Opinión


06/01/18

Claudio Acebo

  1. Sueños e ilusiones

    Apuro estos momentos para escribir un año más, la carta a los RR.MM. Son más de sesenta soñando con esta noche, y les aseguro que la ilusión la mantengo intacta desde que en casa me acostumbraron a dejar cerca del Nacimiento los zapatos –por supuesto, limpios- para que SS.MM. dejaran cerca mis sueños e ilusiones. Bastaba con ser bueno –requisito indispensable- para que alguno de los pedidos en una carta escueta se hicieran realidad. Nunca hubo manifestación más grande que la Cabalgata, nunca. Y ojo que por Santander han pasado todos: el dictador, los Reyes, las proclamas del 1 de mayo y poco más. Porque los cántabros o santanderinos no somos muy de echarnos a la calle en busca de nuestras reivindicaciones o abusos. Últimamente lo del minuto de silencio en horario laboral a eso de las doce parece un punto de encuentro obligatorio. Es una nueva fórmula de pasar lista, mientras algún ciudadano susurra: “a ver cuándo esa solidaridad se acentúa fuera de su  horario de trabajo”, sería más sentido, dicen. Bueno, no la liemos que íbamos bien.

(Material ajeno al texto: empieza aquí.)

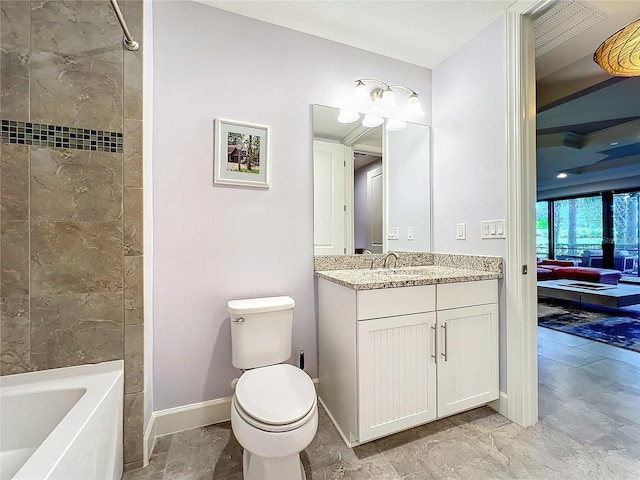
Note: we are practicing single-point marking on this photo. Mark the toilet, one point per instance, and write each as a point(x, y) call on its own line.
point(274, 411)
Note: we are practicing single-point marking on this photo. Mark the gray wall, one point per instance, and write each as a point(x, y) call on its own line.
point(71, 217)
point(469, 151)
point(212, 243)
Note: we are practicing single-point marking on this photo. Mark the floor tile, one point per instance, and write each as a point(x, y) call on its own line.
point(570, 356)
point(572, 381)
point(589, 428)
point(621, 373)
point(614, 353)
point(561, 337)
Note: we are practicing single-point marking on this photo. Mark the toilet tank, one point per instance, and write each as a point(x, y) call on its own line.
point(260, 331)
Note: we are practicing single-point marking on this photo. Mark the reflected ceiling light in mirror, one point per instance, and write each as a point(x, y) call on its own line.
point(372, 121)
point(619, 55)
point(381, 100)
point(347, 116)
point(395, 125)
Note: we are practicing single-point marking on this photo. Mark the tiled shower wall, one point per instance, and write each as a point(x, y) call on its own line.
point(71, 193)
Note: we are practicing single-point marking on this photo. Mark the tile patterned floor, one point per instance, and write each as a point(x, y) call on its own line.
point(589, 428)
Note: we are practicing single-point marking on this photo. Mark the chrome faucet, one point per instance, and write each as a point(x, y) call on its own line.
point(386, 259)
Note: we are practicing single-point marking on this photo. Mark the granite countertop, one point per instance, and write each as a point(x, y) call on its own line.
point(368, 279)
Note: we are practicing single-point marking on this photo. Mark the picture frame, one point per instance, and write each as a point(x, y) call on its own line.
point(241, 153)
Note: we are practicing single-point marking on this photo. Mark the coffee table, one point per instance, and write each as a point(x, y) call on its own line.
point(621, 295)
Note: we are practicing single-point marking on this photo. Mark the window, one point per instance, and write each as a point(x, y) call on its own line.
point(577, 227)
point(626, 231)
point(542, 229)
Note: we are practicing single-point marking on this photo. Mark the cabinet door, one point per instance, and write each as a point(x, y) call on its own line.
point(396, 374)
point(468, 358)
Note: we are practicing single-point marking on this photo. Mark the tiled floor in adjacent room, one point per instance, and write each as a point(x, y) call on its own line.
point(589, 428)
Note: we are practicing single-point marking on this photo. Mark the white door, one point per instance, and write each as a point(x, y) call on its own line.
point(374, 199)
point(328, 198)
point(396, 374)
point(467, 358)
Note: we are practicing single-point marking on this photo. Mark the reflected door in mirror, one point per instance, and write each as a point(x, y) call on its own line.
point(329, 198)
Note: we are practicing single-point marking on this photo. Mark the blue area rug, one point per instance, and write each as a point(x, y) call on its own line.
point(616, 326)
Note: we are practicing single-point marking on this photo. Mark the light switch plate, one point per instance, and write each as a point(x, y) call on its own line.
point(493, 229)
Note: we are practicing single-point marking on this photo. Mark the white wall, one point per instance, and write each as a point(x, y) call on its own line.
point(213, 244)
point(361, 205)
point(409, 194)
point(148, 209)
point(469, 163)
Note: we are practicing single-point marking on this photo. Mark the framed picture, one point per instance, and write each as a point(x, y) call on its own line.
point(241, 154)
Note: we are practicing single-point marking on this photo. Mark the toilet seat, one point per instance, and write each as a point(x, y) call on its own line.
point(276, 398)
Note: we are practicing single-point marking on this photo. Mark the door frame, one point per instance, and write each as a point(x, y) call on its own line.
point(520, 404)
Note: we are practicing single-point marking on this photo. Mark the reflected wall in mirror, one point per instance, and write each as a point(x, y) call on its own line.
point(371, 187)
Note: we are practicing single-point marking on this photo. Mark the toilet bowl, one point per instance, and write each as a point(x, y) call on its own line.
point(274, 416)
point(274, 412)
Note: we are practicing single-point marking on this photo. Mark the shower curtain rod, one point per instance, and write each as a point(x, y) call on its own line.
point(128, 41)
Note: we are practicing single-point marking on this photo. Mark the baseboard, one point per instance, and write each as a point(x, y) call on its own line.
point(148, 441)
point(173, 420)
point(500, 405)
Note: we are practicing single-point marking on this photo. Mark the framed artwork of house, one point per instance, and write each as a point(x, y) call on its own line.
point(241, 155)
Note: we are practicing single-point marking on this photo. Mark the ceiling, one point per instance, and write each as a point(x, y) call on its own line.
point(582, 111)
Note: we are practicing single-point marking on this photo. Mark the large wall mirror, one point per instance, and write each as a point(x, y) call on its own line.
point(371, 187)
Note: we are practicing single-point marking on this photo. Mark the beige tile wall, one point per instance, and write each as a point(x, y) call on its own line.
point(71, 220)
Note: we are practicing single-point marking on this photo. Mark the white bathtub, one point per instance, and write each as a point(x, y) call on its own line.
point(64, 423)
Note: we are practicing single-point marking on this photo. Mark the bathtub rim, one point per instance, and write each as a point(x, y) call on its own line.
point(98, 379)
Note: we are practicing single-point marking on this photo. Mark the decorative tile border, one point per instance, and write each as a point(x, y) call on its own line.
point(40, 134)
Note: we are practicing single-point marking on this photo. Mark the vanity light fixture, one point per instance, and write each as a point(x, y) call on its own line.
point(380, 103)
point(619, 54)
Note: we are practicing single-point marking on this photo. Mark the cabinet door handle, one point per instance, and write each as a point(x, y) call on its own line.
point(435, 344)
point(446, 346)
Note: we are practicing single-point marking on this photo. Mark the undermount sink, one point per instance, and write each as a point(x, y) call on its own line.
point(403, 273)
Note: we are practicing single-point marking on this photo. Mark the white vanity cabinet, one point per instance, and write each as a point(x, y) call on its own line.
point(391, 359)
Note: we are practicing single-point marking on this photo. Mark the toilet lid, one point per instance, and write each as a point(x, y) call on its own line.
point(277, 394)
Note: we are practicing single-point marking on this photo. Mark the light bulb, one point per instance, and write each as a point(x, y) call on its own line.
point(394, 125)
point(361, 97)
point(371, 121)
point(347, 116)
point(413, 110)
point(388, 103)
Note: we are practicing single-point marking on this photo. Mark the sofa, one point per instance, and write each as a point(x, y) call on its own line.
point(563, 269)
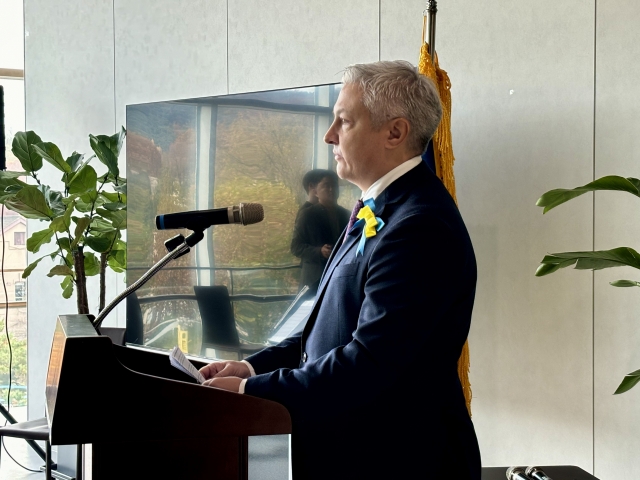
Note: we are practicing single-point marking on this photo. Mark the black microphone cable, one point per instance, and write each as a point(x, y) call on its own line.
point(6, 332)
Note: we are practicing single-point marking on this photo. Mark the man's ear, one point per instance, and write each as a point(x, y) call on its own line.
point(397, 132)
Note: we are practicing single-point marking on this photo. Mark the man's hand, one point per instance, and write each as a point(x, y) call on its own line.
point(225, 383)
point(228, 368)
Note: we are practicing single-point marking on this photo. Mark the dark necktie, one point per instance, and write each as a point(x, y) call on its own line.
point(353, 218)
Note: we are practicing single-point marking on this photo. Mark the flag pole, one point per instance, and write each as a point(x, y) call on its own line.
point(432, 9)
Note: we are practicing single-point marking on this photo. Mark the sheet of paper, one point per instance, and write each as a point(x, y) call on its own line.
point(178, 360)
point(290, 325)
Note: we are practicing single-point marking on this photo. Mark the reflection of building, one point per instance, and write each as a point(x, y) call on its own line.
point(15, 261)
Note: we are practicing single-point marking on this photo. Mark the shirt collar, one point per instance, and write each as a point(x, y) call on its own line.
point(383, 182)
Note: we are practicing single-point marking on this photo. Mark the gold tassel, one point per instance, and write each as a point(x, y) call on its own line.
point(444, 159)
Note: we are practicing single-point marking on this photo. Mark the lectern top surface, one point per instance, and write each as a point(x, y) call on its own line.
point(77, 326)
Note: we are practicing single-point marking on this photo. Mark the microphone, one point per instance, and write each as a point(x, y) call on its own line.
point(536, 473)
point(3, 155)
point(198, 220)
point(517, 473)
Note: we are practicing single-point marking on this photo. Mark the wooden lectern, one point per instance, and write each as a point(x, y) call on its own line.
point(145, 418)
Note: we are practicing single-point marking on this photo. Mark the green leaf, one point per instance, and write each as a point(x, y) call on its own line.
point(118, 218)
point(30, 203)
point(60, 270)
point(63, 223)
point(31, 266)
point(115, 206)
point(625, 283)
point(101, 225)
point(98, 244)
point(617, 257)
point(51, 153)
point(37, 239)
point(553, 198)
point(23, 148)
point(67, 287)
point(83, 181)
point(75, 161)
point(81, 225)
point(91, 264)
point(53, 199)
point(65, 244)
point(6, 174)
point(104, 153)
point(630, 380)
point(117, 260)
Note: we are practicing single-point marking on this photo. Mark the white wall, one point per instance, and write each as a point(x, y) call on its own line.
point(545, 352)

    Esa carta está cargada de ilusión cuando la escriben los más pequeños. La inocencia, propia de la edad, la convierte en mágica. Rara es la casa que a comienzos del siglo XXI no tiene su regalo gracias al trabajo y a la reciprocidad de los mayores. Otra cantar son las correspondencias que echan los mayores, bien mediante mensajes navideños o por medio de trolas anuales. Eso no vale, no cuenta, es el equivalente al comportamiento engañoso. Buena parte de esos mensajes están cargados de frases huecas, algunas con cierta opacidad. Literatura simplona aprovechando el Feliz Navidad reiterativo hasta la saciedad en este periodo. Una quincena convertida en coleguismo total, olvidando los 364 días restantes. Los mensajes no pueden estar llenos de sueños e ilusiones cuando se ha pasado un año como el que se ha pasado. Queremos ver en el día a día lo que son capaces de hacer, qué leyes han prometido desde hace años sin elaborar, qué solución dan a esos problemas; cuáles son sus prioridades… pero no. Su carta es; vamos a hacer, vamos a hacer y… hasta el año siguiente. Se mueven en el ‘buenismo’ del momento porque conocen muy bien que el ruido mediático dura cuatro días. Así permanecen años y años mientras nuestros niños ya mayores se marchan fuera de España –por poner un ejemplo- probando suerte con Santa Claus. No me extraña que los reyes les sigan trayendo carbón, no merecen otra cosa estos mentirosos parlanchines.